Aggregating results

In our application, we have users who rate books with a score from one to five. Now, we are going to query the database to get some aggregated information about book scores.

Counting matching rows or non-null values

Suppose that we want to know the number of users who have voted for a book. For this, we need to count the number of the vote relations between the users and that book, as shown in the following code snippet:

START b=node({id})
MATCH (b) <-[r:Vote]- (u:User)
RETURN COUNT(*) as votes

The only difference with the query patterns we already know is that here, we have used the COUNT function in the RETURN clause. With Cypher, the RETURN clause drives the aggregation of entities. In this case, as we have nothing else in the RETURN clause but the COUNT function, all the matching results are counted and the result is a single value. The result is as shown in the following output code:

+-------+
| votes |
+-------+
| 7     |
+-------+
1 row

The arguments inside the COUNT function can be the following:

  • The * keyword is a placeholder that instructs the counter to count all matching rows
  • A variable that makes the counter skip null values, missing properties, or missing matches

In the previous query, specifying the COUNT(r.score) score property will give the same result because in our database, we haven't got any null votes. However, we can have a book without any scores. Now, we are going to investigate two queries that differ only in the usage of the COUNT function.

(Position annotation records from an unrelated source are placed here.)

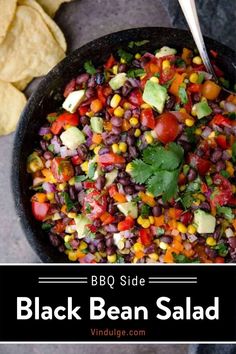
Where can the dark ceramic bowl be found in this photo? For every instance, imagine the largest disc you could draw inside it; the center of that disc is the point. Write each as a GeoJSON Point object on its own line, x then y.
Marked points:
{"type": "Point", "coordinates": [43, 101]}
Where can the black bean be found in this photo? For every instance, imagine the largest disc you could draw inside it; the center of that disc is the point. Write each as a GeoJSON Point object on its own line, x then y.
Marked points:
{"type": "Point", "coordinates": [192, 174]}
{"type": "Point", "coordinates": [216, 156]}
{"type": "Point", "coordinates": [220, 165]}
{"type": "Point", "coordinates": [116, 121]}
{"type": "Point", "coordinates": [166, 239]}
{"type": "Point", "coordinates": [157, 210]}
{"type": "Point", "coordinates": [99, 78]}
{"type": "Point", "coordinates": [100, 183]}
{"type": "Point", "coordinates": [82, 78]}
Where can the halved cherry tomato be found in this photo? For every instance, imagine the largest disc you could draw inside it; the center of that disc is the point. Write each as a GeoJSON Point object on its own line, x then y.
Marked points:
{"type": "Point", "coordinates": [69, 87]}
{"type": "Point", "coordinates": [40, 210]}
{"type": "Point", "coordinates": [110, 159]}
{"type": "Point", "coordinates": [222, 141]}
{"type": "Point", "coordinates": [126, 224]}
{"type": "Point", "coordinates": [62, 120]}
{"type": "Point", "coordinates": [62, 170]}
{"type": "Point", "coordinates": [135, 97]}
{"type": "Point", "coordinates": [145, 236]}
{"type": "Point", "coordinates": [167, 128]}
{"type": "Point", "coordinates": [94, 204]}
{"type": "Point", "coordinates": [147, 118]}
{"type": "Point", "coordinates": [202, 165]}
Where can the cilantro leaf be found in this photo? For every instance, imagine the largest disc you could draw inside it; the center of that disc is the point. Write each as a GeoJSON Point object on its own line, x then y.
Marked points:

The first query is as follows:

MATCH (b:Book {title: "The Art of Prolog"})
OPTIONAL MATCH (b) <-[r:Votes]- (:User)
RETURN b, COUNT(r.score) as votes

The preceding query counts only the rows that have a non-null vote score. The following result is obtained:

+---------------------------------------------------------------+
| b                                                     | votes |
+---------------------------------------------------------------+
| Node[1037]{title:"The Art of Prolog",tags:["prolog"]} | 0     |
+---------------------------------------------------------------+

We have no votes here because no user has voted for this book. Now, look at the following query where I have changed COUNT(r.score) to COUNT(*):

MATCH (b:Book {title: "The Art of Prolog"})
OPTIONAL MATCH (b) <-[r:Votes]- (:User)
RETURN b, COUNT(*) as votes

This query gives one vote in the result, as shown in the following output code:

+---------------------------------------------------------------+
| b                                                     | votes |
+---------------------------------------------------------------+
| Node[1037]{title:"The Art of Prolog",tags:["prolog"]} | 1     |
+---------------------------------------------------------------+

In fact, we are using the COUNT(*) function to count all the rows that match the expression in the first row of the query. We have just one matching row because the presence of the votes relationship is optional. So, we have this matching row counted as one vote, which of course is wrong.

Tip

Be careful while using the COUNT(*) function versus the COUNT(variable) function, in conjunction with the OPTIONAL MATCH clause; you could get unexpected results!

Summation

If you are interested in the total score received by a book too, you can use the SUM function, as shown in the following query:

START b=node(5)
MATCH (b:Book) <-[r:Votes]- (:User)
RETURN COUNT(r.score) as votes, SUM(r.score) as total

The argument of the SUM function is the variable to summarize. The result of this query is as follows:

+---------------+
| votes | total |
+---------------+
| 5     | 14    |
+---------------+

Here, the null values will be ignored.

Average

The average score is the sum of all the scores given by the users on a book divided by the sum of the number of votes. The AVG function computes this for us, as shown in the following query:

START b=node(5)
MATCH (b:Book) <-[r:Votes]- (:User)
RETURN AVG(r.score) as avgScore

The argument of this function is the variable whose average we want to compute. Here too, the null values will be ignored.

Tip

The AVG function treats null values differently from zero. A zero is summed in the average and counted, while null values are just ignored. null values don't influence the average. For example, the average of 10 and a null value will be 10, while the average of 10 and 0 will be 5.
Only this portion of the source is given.